Notes. PQL=Penalized Quasi-Likelihood; ML-AQ= Maximum Likelihood with Adaptive Quadrature. Situations under which ML with adaptive quadrature or PQL perform similarly are denoted “PQL, MLAQ.” The selection of an estimator in these conditions should depend on the investigator's focus (fixed effects versus variance components) or other factors (such as computational speed or the desire to perform nested model comparisons). Situations under which PQL performs consistently better are denoted “PQL” and situations under which ML-AQ performs consistently better are denoted “ML-AQ.” Even in these conditions, however, the magnitude of performance differences is not always large. Consult Figures 2-7 and Tables 3-6 for more detailed information on estimator differences.
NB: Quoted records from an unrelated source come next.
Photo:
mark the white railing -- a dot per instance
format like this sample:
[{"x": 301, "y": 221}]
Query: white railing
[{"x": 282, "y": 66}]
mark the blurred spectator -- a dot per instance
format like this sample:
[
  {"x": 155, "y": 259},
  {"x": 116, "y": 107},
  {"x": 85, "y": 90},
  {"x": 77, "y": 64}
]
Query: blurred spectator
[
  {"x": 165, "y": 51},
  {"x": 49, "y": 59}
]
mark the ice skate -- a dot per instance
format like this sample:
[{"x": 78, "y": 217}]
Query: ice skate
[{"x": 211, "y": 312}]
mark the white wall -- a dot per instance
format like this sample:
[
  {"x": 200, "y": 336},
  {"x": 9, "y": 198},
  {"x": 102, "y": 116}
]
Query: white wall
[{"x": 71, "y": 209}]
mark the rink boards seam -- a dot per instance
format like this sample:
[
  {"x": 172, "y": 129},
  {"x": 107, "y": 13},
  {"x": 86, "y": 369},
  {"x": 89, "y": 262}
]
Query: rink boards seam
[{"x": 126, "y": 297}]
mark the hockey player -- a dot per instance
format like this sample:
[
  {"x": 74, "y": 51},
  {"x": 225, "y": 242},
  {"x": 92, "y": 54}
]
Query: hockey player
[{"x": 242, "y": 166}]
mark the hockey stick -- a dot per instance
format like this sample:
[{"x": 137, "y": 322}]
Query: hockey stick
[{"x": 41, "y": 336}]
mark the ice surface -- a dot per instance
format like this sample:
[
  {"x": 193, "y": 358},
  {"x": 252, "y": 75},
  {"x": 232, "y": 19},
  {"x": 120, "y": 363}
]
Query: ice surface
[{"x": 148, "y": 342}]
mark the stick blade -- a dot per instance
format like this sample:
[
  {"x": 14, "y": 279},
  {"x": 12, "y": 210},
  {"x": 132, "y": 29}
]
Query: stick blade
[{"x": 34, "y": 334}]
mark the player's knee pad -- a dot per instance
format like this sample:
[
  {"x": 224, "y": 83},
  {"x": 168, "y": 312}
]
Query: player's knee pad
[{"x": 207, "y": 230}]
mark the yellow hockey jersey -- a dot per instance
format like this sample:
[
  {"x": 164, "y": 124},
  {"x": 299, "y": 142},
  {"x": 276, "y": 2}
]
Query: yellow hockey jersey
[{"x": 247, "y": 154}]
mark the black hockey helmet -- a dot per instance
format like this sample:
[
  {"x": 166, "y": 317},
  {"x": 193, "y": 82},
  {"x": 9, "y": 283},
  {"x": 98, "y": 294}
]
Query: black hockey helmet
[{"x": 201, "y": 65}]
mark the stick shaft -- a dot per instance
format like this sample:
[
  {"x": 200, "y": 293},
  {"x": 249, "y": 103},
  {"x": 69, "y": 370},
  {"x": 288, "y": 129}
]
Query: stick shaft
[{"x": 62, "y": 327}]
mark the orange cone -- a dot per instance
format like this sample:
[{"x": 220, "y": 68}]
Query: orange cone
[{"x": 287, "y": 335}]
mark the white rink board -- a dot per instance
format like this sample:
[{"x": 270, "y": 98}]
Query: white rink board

To see how Table 7 might be used in practice, we will consider two common situations. First, many samples of hierarchical data consist of a relatively small number of groups but a fairly large number of individuals in each group. For instance, a study might sample thirty students from each of thirty schools. In this instance, the variance components are likely to be on the smaller side, and PQL can be expected to perform as well or better than ML regardless of the number of categories of the outcome. Second, many experience sampling studies include a modest number of participants, say 25-50, but many repeated measures per person. Experience suggests that variance components are often sizeable in such studies. If our outcome is binary, we might choose ML due to the higher bias of PQL (despite similar MSE). Alternatively, if our outcome is a 5-level ordinal variable then PQL becomes a more attractive option: the bias of PQL will then be within tolerable levels and PQL will have lower MSE than ML. One additional factor that might tip the balance in favor of PQL is that PQL easily incorporates serial correlation structures for the residuals at level 1, and serial correlation is often present with experience sampling data.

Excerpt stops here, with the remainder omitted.